Finding the ESP value
This problem can be solved in a couple ways, one by using a Disassembler/Debugger and manually attaching the process to analyze the registers when the exception occurs. Or we can use Immunity Debugger and ‘pydbg’ (a python debugger library) to analyze the exception and print the register values.
Identify Bad Characters
Finding which characters are bad in a function is easy but can take a while if you do it manually. Here we’ll send a string formed with every character in Hex (from 0x00 to 0xFF) and monitoring with a Debugger looking for where the string is truncated.
Now that we have all the bad characters identified, we check the ESP address to see if there are any of these characters, if there are then we need to solve it:
- In assembly there is a mnemonic (command) called JMP, what it does is to “jump” to the address specified after the command, so JMP ESP will jump to the address specified in the ESP register, now we need to find a memory address without any bad characters inside the code that’s loaded and use it as the EIP address.

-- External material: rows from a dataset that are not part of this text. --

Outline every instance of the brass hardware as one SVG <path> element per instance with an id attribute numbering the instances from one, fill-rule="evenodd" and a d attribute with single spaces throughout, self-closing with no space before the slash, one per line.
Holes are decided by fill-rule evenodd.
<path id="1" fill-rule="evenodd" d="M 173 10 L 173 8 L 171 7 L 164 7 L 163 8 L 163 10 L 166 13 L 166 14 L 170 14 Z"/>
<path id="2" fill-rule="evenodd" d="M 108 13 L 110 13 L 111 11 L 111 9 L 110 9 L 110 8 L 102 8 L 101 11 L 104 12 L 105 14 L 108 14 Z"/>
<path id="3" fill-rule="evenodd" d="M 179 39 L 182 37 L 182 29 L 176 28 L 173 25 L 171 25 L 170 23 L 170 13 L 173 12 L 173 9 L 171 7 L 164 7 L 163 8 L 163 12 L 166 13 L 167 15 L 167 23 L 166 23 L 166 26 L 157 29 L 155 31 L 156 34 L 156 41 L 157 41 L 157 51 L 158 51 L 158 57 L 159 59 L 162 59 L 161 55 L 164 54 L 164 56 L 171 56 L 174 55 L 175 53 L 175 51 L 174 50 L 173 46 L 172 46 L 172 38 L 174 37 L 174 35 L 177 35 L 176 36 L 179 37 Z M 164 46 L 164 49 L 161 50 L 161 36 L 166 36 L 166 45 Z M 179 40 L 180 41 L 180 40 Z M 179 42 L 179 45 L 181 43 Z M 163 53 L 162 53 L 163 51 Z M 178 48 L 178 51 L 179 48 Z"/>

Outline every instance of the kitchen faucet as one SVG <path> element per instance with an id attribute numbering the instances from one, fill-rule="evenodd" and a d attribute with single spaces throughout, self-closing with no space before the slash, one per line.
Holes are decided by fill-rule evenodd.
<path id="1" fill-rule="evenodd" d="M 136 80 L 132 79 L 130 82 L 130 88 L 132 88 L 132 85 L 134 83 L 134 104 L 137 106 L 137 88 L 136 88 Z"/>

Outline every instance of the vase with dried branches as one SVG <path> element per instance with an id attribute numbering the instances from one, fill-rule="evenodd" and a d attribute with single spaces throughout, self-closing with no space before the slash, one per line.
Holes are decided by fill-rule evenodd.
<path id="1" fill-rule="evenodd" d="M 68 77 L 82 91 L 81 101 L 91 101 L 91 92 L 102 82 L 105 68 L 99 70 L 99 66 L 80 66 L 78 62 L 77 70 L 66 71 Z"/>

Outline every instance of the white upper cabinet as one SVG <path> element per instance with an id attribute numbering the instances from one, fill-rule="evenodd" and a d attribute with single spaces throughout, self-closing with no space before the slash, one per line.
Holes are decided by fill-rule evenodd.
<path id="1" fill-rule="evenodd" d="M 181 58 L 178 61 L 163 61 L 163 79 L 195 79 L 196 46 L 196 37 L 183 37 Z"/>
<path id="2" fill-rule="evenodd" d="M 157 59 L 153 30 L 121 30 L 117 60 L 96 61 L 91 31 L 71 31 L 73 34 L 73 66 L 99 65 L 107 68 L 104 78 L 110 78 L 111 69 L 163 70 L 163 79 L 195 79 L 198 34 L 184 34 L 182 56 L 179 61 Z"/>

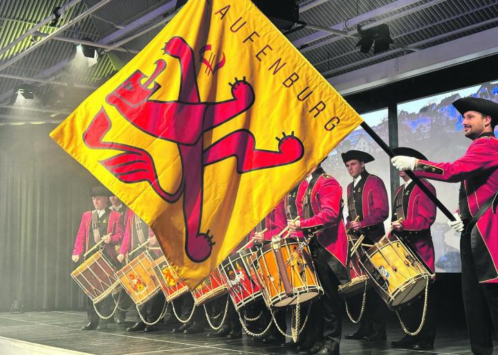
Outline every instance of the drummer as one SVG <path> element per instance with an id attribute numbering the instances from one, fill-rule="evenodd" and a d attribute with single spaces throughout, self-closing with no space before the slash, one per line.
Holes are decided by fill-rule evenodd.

- We'll use an encoder to generate our payload and exclude any bad characters.
Lets return to the basics
Now we know about Memory, Registers, Stack, and what a buffer overflow is but how do we determine if an application has a buffer overflow vulnerability?
There is no exact procedure on how to find if an application is or isn’t vulnerable. Normally you can disassemble the executable and see if there are calls to functions in dll’s prone to exploitation. For example, if calls to functions like strcpy, gets, scanf, and others are present there is a chance the programmer did not implement proper boundary checks and there may be a vulnerability.
You can also poke at the user interaction within the application with scripts and fuzzer and attempt to generate and exception.
With that we finished the first part of this post, and you have a basic understanding of a Buffer Overflow vulnerability, how to exploit it and the problems you could find along the way. In the second post we are going to put in practice this theory with an example of exploitation.